Photographer: The Asahi Shimbun

Sony's Plant for Smartphone Cameras Halts After Japan Earthquake

The earthquake in southern Japan that killed nine people, damaged buildings and derailed a bullet train also halted production at a Sony Corp. camera-chip factory, a key part of the global smartphone supply chain.

The plant in Kumamoto on the southern island of Kyushu is still being inspected, Sony said. The strength of the earthquake, as well as persistent aftershocks, are raising the risk that it will take time to restore operations, Kenichi Saita, an analyst at Mizuho Securities, wrote in a report.

Still, he said he doesn’t expect the earthquake to have a major impact on camera-chip supplies, given current demand and Sony’s ability to shift production to other factories in Japan.

“We expect components for upcoming high-end smartphones to come from the Kumamoto factory, so there is concern on the impact on production and shipments,” Saita wrote.
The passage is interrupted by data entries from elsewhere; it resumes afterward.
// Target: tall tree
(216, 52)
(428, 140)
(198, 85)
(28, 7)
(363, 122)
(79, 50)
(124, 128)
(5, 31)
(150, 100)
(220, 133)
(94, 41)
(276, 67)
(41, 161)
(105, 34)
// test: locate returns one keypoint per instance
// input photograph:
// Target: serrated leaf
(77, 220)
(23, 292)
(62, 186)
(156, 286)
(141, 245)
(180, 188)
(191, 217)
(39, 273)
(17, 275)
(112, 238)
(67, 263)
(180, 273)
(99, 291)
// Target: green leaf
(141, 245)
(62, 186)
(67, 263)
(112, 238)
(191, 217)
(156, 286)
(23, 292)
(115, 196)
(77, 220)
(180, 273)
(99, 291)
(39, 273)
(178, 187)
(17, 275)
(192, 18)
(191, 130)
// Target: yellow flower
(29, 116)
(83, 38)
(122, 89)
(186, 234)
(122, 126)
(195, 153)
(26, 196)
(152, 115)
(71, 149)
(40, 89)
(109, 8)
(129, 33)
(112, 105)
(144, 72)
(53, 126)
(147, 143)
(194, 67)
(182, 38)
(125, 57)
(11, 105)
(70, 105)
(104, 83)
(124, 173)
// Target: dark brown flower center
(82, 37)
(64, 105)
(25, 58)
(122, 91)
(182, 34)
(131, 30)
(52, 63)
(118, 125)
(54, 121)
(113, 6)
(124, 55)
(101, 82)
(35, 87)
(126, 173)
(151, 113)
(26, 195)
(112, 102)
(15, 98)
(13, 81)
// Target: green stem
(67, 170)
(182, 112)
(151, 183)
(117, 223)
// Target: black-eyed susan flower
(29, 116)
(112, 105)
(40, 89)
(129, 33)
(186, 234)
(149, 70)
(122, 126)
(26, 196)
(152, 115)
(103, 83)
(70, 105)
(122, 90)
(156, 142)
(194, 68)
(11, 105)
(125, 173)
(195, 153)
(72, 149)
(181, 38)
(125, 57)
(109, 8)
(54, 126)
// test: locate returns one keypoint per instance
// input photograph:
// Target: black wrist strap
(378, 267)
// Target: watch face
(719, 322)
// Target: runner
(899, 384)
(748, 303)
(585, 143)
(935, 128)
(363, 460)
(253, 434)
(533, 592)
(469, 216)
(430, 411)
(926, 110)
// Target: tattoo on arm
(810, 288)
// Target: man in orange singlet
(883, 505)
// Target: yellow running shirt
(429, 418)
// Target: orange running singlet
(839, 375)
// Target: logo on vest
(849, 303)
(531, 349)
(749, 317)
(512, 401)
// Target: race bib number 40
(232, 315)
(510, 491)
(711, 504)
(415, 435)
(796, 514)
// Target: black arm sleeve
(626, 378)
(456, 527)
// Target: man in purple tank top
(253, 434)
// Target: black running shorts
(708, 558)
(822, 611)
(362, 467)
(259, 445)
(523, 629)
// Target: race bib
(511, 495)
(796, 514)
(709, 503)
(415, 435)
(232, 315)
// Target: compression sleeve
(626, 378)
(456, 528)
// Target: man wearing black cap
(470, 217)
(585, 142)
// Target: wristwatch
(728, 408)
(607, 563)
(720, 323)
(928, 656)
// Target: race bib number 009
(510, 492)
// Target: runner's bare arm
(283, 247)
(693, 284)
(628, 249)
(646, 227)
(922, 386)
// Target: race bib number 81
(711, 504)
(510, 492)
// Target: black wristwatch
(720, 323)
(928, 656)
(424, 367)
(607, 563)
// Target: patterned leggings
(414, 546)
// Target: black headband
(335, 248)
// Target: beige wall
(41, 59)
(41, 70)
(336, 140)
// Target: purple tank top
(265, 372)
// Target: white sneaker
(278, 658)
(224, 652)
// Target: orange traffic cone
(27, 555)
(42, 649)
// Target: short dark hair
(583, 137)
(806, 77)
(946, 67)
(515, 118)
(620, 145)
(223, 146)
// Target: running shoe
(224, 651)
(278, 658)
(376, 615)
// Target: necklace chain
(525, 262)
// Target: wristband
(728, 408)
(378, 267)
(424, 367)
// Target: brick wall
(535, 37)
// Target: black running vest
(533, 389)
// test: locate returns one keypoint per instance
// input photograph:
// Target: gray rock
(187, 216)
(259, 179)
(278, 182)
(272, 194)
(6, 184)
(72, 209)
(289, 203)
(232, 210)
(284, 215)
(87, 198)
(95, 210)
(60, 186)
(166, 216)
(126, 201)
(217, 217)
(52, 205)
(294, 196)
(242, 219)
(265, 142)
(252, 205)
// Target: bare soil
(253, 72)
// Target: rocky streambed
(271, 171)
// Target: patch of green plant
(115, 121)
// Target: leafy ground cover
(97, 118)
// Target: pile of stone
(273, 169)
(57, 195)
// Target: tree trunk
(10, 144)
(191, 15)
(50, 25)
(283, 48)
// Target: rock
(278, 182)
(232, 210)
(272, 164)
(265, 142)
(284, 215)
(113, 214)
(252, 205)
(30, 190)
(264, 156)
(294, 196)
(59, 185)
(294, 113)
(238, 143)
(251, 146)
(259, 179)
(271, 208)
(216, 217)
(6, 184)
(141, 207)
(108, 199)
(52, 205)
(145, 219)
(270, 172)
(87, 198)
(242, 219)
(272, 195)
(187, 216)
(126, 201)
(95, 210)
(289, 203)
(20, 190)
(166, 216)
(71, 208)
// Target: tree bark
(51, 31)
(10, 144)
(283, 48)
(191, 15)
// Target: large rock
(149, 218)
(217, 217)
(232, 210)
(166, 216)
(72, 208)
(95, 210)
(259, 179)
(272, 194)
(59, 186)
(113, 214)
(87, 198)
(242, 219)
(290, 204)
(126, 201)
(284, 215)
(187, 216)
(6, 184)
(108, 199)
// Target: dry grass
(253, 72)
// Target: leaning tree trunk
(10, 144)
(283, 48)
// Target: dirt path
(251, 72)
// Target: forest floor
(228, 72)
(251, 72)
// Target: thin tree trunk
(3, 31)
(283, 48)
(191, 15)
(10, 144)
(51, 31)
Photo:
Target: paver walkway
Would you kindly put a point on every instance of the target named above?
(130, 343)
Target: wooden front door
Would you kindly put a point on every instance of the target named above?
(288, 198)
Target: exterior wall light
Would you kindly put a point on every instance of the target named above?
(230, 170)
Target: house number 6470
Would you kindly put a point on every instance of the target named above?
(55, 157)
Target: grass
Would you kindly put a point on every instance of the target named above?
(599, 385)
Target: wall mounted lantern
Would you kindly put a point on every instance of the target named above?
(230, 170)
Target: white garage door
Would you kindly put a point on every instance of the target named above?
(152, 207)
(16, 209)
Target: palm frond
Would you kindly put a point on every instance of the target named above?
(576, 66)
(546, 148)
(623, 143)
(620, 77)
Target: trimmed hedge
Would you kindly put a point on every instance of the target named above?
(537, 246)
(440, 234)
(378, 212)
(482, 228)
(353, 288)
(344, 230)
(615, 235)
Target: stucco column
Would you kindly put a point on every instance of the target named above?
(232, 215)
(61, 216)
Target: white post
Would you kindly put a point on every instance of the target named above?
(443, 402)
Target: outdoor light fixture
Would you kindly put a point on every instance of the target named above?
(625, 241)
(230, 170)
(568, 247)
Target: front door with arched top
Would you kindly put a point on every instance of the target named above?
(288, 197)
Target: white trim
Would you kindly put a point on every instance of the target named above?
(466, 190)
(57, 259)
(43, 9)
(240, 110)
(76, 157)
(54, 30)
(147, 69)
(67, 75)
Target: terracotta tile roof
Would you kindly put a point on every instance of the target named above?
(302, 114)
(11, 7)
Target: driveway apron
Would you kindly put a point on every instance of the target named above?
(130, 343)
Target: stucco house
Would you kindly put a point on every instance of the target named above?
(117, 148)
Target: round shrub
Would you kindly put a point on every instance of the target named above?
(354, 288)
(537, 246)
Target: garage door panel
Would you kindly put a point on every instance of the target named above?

The Kumamoto plant, which started operating in 2001, makes CMOS sensor chips that turn light into digital signals -- a key component in digital cameras and smartphones such as Apple Inc.’s iPhone. Any disruption to the supply of digital-imaging chips could cause production delays and lost sales for manufacturers.

“We are checking into extent of damage and when we can restart,” said Haruka Kitagawa, a spokesman for Sony. “There hasn’t been major damage to the building.”

Sony halted production and evacuated the factory following the quake, which struck Thursday night. There were no reports of damage to Kyushu Electric Power Co.’s Sendai nuclear reactors, the only operating plants in Japan. A bullet train carrying no passengers derailed near Kumamoto station.

The shares of Tokyo-based Sony fell 3.2 percent to 2,395 at the close in Tokyo on Friday. The Nikkei 225 Average fell less than 1 percent.